Most importantly respect the hand saw, although it won't cut a rope as fast as a chain saw, they can cut body parts pretty quick.


----------



## beowulf343 (Aug 5, 2007)

Like it has been said-depends on what you are going to be doing. Strictly removals for me so the handsaw usually stays on the ground and the 357 goes up the tree.


----------



## RedlineIt (Aug 5, 2007)

I think I'm lucky that my current job has me doing both some biggish removals and some fine pruning. My perfect day is one that starts with my spurs on, 200T gassed up and sharp, stripping my way up a single spar fir controlling everything, cut and chuck here, rig out that one there, blow a fat top perfectly flat then chunk my way down. It's adrenaline, it's blue smoke that clears at a 13,500 redline, and a single-minded purpose consumed with total control. 

But I also love a morning where I can park the 200T, climb light and free and work (with stealth!) throughout the canopy on a quest for structural pruning, adapting the tree to its own habit, adapting my ownself to where the tree allows me to be. It's peaceful, and purposeful, rich with observation and planning.

But don't ever think you can't tag yourself with your handsaw. By its very nature, you are one-handing and since YOU are exerting the effort, and not a small but powerful engine, your followthrough must be ever-so-much-more controlled. It's EASY to hold a chainsaw almost stationary on the last bit of a cut, the hand saw REQUIRES you to apply force.

Your cut will be minor(ish), but it's still embarassing to bleed on the customer's lawn and have to call down for some gauze and tape to be sent up! Plus it spoils your zen.


RedlineIt


----------



## TaoTreeClimber (Aug 5, 2007)

I dont know how many pints of blood I have lost to my Zubat. But for the most part if I am pruning and there is nothing over about 2" to cut I wont even bring a 200 up with me. Im all about reducing weight on my saddle and being able to move with the minimum of effort. Cutting myself with the Silkey may ruin my Zen, but being able to become one with the tree and move effortlessly through it restores it.

Kenn


----------



## lync (Aug 13, 2007)

Try pulling a handsaw against a fullyloaded 1/2" climbing line. Cuts through in
1 pull. 
Corey


----------



## cntrybo2 (Aug 13, 2007)

> Try pulling a handsaw against a fullyloaded 1/2" climbing line. Cuts through in
> 1 pull.
> Corey




ummmmm.......HUH!!!


----------



## ossie50 (Aug 14, 2007)

Just brought the Ibuki and the Gomatro today. Both are great hand saws. I tape both sheaths together smaller one on top of the larger one, make things much easyer.
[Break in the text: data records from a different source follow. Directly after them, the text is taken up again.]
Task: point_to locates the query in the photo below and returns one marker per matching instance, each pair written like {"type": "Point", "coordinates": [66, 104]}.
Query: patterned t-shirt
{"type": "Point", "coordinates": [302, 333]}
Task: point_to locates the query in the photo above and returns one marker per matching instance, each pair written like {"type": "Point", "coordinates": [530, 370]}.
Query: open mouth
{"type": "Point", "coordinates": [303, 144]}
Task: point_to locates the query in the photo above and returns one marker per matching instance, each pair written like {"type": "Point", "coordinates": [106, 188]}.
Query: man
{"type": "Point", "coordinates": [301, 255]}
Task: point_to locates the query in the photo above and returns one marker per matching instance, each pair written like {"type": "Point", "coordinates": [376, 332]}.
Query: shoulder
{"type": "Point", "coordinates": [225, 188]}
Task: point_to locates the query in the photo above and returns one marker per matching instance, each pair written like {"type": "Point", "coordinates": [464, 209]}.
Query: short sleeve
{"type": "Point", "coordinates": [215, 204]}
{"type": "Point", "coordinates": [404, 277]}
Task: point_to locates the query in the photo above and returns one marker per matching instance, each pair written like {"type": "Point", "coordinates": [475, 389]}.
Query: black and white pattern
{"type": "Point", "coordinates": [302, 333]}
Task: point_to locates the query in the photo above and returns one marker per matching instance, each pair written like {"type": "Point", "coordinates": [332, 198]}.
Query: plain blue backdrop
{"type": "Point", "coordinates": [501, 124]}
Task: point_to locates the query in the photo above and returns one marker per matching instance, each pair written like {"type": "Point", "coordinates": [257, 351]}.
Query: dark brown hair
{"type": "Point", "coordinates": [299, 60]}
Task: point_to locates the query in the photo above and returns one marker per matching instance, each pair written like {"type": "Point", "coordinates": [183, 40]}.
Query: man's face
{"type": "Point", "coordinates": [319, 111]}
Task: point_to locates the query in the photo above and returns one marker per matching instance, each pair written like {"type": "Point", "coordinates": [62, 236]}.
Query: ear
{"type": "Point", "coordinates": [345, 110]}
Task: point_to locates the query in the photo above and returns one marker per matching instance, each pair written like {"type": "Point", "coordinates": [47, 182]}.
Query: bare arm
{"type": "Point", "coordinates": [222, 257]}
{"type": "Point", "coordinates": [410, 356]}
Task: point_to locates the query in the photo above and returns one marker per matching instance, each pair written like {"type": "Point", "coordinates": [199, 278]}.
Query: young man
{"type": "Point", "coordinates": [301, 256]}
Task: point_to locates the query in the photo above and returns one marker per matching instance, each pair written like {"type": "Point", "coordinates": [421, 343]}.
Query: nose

Can prune finer branchs and remove large deadwood without hassel.


----------



## treeseer (Aug 14, 2007)

went thru this dead red oak branch with this saw the other day. would have preferred chainsaw but unavailable.


----------



## squad143 (Aug 15, 2007)

Mostly do removals, however I bring a Zubat with me on the odd tree to cut the small stuff (under 2") on the way up. Flipline goes up easier and By the time I would have uncliped the saw and started it the Zubat would be in the holster and the limb already on the ground.


----------



## jomoco (Aug 16, 2007)

*Interesting topic*

Like a few others, 99.9% of my work is removals, but never easy removals, they are always over something valuable or in close proximity to high voltage or something to warrant paying me a premium rate to deal with it.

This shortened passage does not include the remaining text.